La mujer seguía impasible pero en el fondo estaba horrorizada. Rumel sabia su secreto y se encargarían de hacerlo cumplir su promesa. No pudo evitar que la imagen de todos sus niños pasaran por su mente y se le revolvió el estomago de solo pensar que tendría que enviar la mitad a una muerte segura o peor.

Era bien conocido que Cálico era un desquiciado y no se limitaba simplemente a eliminar salvajes, si no que se divertían con ellos de una manera retorcida. Todos los clanes sabían que tenia una profunda mazmorra donde aprisionaba salvajes. Donde los aislaban y privaban de agua y comida. Llegaba un punto en el que toda su humanidad era remplazada por un puro instinto primitivo.

Ahí era cuando los enviaba a una arena, un lugar parecido al coliseo romano, donde los obligaba a pelear a muerte. Hermanos, amigos, compañeros; sus relaciones pasadas ya no importaban, pues no había nada humano en ellos, solo la necesidad de alimentarse y terminaban por desmembrarse unos a otros. Asesinaban hasta que sólo quedaba uno. El cual era torturado hasta su muerte por el mismo Cálico.

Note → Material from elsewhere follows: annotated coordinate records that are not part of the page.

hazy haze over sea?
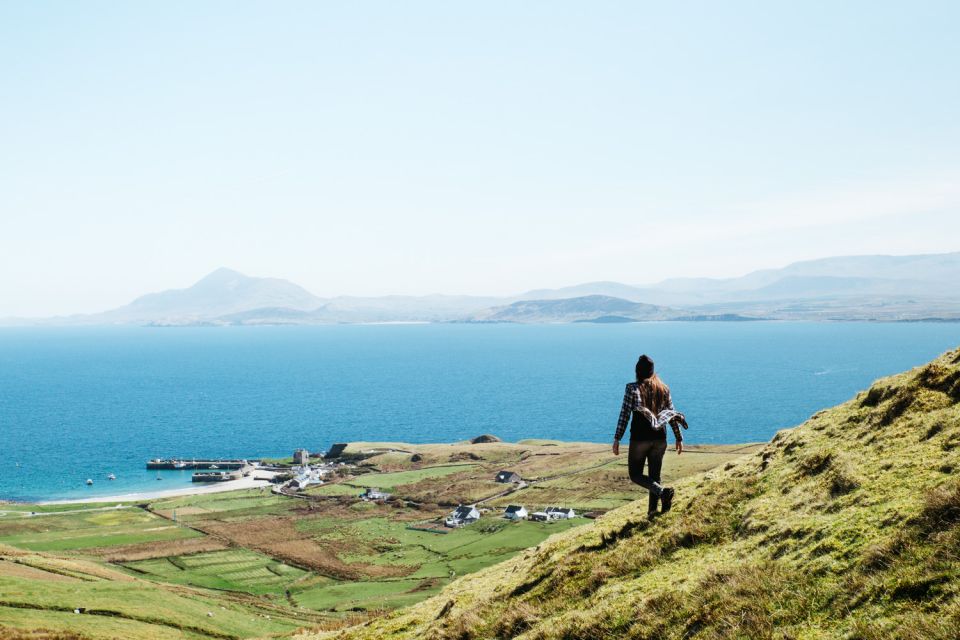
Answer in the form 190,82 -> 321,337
0,323 -> 960,499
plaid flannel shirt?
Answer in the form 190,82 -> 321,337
613,382 -> 683,442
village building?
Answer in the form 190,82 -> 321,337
360,487 -> 390,500
443,505 -> 480,527
496,469 -> 522,484
546,507 -> 577,520
503,504 -> 527,520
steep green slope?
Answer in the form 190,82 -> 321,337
306,350 -> 960,640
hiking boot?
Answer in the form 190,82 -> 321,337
660,487 -> 676,513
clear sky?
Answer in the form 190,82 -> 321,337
0,0 -> 960,316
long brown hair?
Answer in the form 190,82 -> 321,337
637,373 -> 670,414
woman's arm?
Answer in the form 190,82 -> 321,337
613,383 -> 633,456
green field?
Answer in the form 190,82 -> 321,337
124,549 -> 306,594
291,516 -> 588,611
347,464 -> 477,490
0,508 -> 199,551
0,441 -> 760,639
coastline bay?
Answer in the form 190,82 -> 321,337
0,322 -> 960,500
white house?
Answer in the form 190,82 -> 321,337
443,505 -> 480,527
360,487 -> 390,500
494,469 -> 522,484
546,507 -> 577,520
503,504 -> 527,520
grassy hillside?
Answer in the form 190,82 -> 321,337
313,350 -> 960,640
0,441 -> 756,640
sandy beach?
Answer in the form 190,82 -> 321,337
37,471 -> 272,504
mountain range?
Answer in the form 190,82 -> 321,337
2,252 -> 960,326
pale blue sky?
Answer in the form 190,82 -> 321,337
0,0 -> 960,316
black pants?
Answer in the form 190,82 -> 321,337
627,440 -> 667,511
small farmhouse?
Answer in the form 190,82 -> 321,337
496,469 -> 521,484
546,507 -> 577,520
443,505 -> 480,527
360,487 -> 390,500
503,504 -> 527,520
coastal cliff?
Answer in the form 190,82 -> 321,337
302,349 -> 960,640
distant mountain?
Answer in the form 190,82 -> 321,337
644,252 -> 960,302
510,253 -> 960,320
470,296 -> 686,323
0,252 -> 960,325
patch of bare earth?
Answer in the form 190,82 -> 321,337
0,560 -> 80,584
199,517 -> 416,580
83,538 -> 228,562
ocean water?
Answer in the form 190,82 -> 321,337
0,322 -> 960,500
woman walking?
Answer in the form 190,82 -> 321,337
613,355 -> 687,518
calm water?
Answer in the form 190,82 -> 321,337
0,322 -> 960,499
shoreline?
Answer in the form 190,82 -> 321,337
7,438 -> 765,506
33,472 -> 272,506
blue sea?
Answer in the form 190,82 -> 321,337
0,322 -> 960,500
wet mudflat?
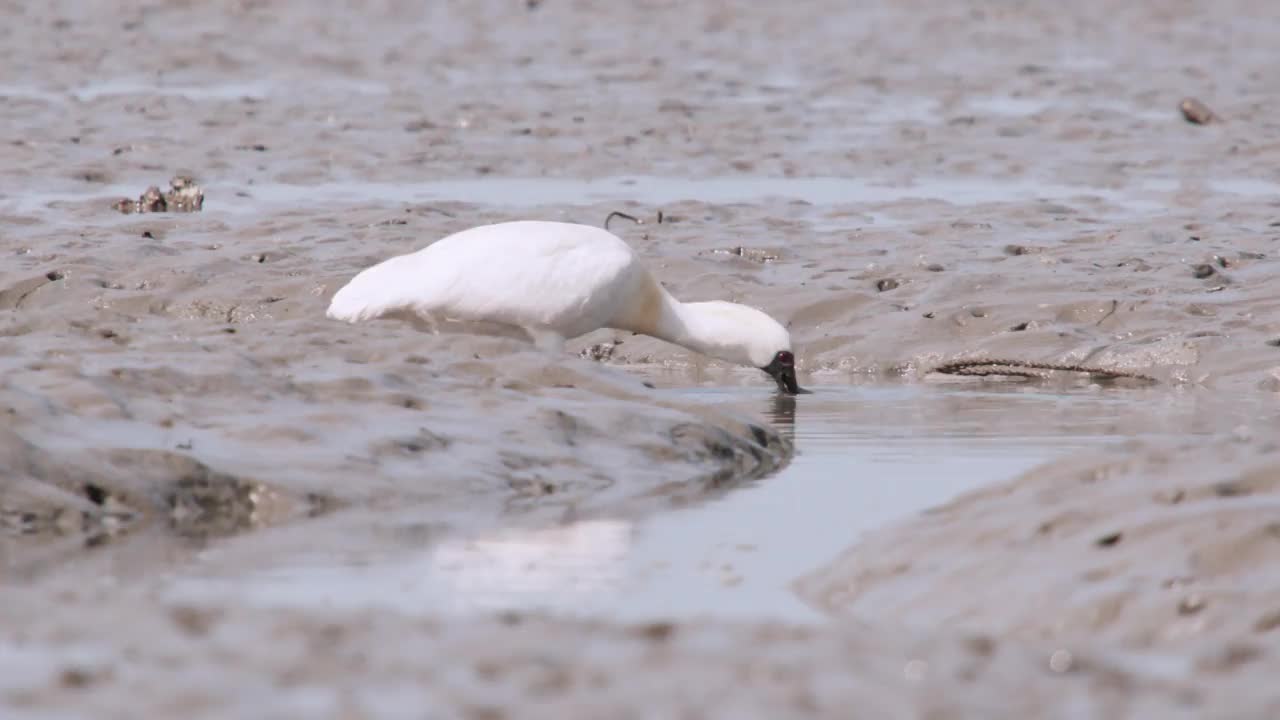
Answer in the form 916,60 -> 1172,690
0,0 -> 1280,719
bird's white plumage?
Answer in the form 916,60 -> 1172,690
328,220 -> 791,368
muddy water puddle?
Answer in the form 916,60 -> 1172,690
166,383 -> 1258,621
0,176 -> 1280,222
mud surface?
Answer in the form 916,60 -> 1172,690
0,0 -> 1280,719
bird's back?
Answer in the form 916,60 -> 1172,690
329,220 -> 648,337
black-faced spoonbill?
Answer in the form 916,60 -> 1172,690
328,220 -> 808,395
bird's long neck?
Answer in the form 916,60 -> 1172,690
609,275 -> 742,359
646,286 -> 722,357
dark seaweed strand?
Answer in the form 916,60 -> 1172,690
932,357 -> 1157,383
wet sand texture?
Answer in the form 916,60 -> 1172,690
0,0 -> 1280,719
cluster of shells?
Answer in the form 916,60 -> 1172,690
115,176 -> 205,215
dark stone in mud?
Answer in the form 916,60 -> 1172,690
1178,97 -> 1221,126
1094,532 -> 1124,547
1192,263 -> 1217,281
84,483 -> 108,506
114,176 -> 205,215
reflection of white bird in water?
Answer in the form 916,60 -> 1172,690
328,220 -> 806,395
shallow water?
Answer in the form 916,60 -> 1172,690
160,384 -> 1249,621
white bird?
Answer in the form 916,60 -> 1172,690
326,220 -> 808,395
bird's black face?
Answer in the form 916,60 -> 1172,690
760,350 -> 809,395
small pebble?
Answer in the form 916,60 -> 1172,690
1192,263 -> 1217,281
1178,97 -> 1221,126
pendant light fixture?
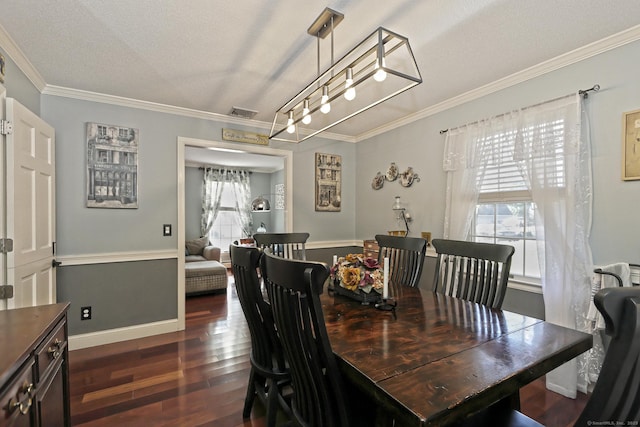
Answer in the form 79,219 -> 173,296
269,8 -> 422,142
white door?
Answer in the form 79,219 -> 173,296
0,93 -> 56,308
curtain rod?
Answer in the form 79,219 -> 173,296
440,84 -> 600,135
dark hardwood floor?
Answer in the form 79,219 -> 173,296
69,280 -> 587,427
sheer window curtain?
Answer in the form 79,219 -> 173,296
200,168 -> 253,236
516,94 -> 593,398
200,168 -> 226,236
443,94 -> 593,397
230,171 -> 253,237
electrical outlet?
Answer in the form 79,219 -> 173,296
80,306 -> 91,320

Todas las peleas eran grabadas y compartidas con los demás clanes, según Cálico, era para mostrar su verdadera naturaleza y que nadie olvidara el porque de la sagrada misión de los soleados. Una visión que Molgarde no compartía. Había visto algunos vídeos y opinaba que eran repugnantes e inhumanos; pero al mismo tiempo noto que algunos de sus compañeros se mostraban algo excitados al verlos.